The days when no one turned up, she felt like a FANTASTIC teacher


  1. Love, love, love this! So funny and clearly believable. Can't wait for the new book 🙂

    1. I can't wait either :) Thanks for reading, Mrs J. I'm glad you enjoyed it. xx

  2. Very amusing! Kids are an endless source of drama, aren't they!

    1. Put it this way, I think I'm in the right profession for a constant stream of ideas ... ;) Thanks for reading and commenting, Debra.

  3. Anonymous10/2/19 09:15

    I loved this; I want to read the whole book!!

    1. Fishducky, that's so nice to know! The forthcoming book shouldn't disappoint you if you liked this extract from the non-forthcoming one ;) And have you read 'Being Miss', my first one? That's very much in the same vein!

    2. Anonymous12/2/19 10:39

      I read it & I loved it!!

  4. Boys will be boys, even when they are almost men.

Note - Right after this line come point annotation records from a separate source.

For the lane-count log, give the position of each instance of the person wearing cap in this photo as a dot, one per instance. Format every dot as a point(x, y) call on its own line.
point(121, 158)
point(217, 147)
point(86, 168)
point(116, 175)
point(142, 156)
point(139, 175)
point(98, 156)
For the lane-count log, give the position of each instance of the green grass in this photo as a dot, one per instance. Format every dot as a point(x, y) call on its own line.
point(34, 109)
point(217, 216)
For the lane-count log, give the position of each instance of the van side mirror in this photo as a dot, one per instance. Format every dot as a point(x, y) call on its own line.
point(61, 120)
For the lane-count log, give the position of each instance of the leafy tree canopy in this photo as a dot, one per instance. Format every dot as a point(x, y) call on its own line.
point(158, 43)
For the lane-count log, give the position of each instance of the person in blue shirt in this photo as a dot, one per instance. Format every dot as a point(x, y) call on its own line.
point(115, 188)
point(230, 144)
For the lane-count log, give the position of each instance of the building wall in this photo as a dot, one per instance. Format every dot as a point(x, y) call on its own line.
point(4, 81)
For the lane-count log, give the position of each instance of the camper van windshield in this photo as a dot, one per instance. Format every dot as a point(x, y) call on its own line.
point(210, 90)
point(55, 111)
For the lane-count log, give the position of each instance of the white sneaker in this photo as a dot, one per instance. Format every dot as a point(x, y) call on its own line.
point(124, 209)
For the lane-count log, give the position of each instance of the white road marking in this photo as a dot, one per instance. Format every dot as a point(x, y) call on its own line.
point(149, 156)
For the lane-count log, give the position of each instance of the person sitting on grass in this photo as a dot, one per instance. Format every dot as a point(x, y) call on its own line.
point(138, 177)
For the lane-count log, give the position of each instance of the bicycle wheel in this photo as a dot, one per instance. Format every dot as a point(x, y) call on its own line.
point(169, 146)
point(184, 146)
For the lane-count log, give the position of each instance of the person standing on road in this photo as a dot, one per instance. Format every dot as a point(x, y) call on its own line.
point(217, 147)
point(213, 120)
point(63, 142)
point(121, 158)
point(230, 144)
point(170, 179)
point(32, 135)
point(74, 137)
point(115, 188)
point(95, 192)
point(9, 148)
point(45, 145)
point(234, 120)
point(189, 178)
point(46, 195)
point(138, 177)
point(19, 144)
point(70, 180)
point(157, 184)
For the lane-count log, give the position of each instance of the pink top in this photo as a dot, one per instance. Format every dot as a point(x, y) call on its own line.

  5. Reminds me of the lad who was doing everything he could to get me to send him out of the room, and I wouldn't give in. First he said he needed to go back to his form room to fetch something he'd forgotten. Then he said he felt unwell and needed to go to medical. Then he said he needed to go and speak to his head of year. Then he announced that he was going to mess about until I had to send for a senior teacher to remove him so I could carry on the lesson, to which I replied I wouldn't only refuse to send him out, I would keep him in all of break time too. Finally, he leaned over, took out of his bag the most enormous cigar and a box of matches, lit up and proceeded to smoke it in the middle of the classroom, at which point I really did have to send for senior staff and have him removed! I think that lad will go far. Either that or to jail.

    1. I so enjoyed that account! I think I may even have taught the same boy!! The cigar is a genius touch.

  6. Is that what kids in classrooms are like now? Thank God I'm no longer a student and never opted to be a teacher lol.

    1. Not all of them, OSC, and even the ones who are like that are still a great source of entertainment .... and stories for books ...

  7. I so enjoyed this! Kids :) I think you really have to love them to be a good teacher.

    My mom taught Grade Nine for most of her career - I don't know what the equivalent would be there, but these kids would be about 14-15 years old, some still children, others well on the way to adulthood. She still talks about it nearly every time I see her or talk on the phone with her. She just really loved them. All grown up with children and grandchildren of their own now, they will come up to her in the mall or at the McDonalds and give her a big hug!

    1. I do find them hugely entertaining, Jenny, especially these days now I've got over the idea that their misdemeanours are personally addressed to me. And, yes, I do now meet those I have taught, and who caused mutiny and chaos in my lessons even, and we have a pleasant conversation as though none of it ever happened!

  8. Lovely! And familiar, though happily no one stabbed anyone else in any of my classes. (But is "slidden" a Warwickshire word?)

    1. You know, I was so conflicted over 'slid' and 'slidden'. 'Slidden' sounded right to me and when I asked Auntie Google, she said it was an acceptable, although archaic, usage. So I stuck with it. I would say, for instance, 'She has slidden on the ice' or 'She had slidden down and hurt herself' but I'd say 'She slid on the ice'. Something to do with the verb construction, then, using the auxiliary, maybe? *gets tied up in rusty grammatical terminology*

  9. Those kids aren't nearly as bad as the ones I taught. Keep writing, thanks.


    1. My word, Janie. You must have some stories, too, then!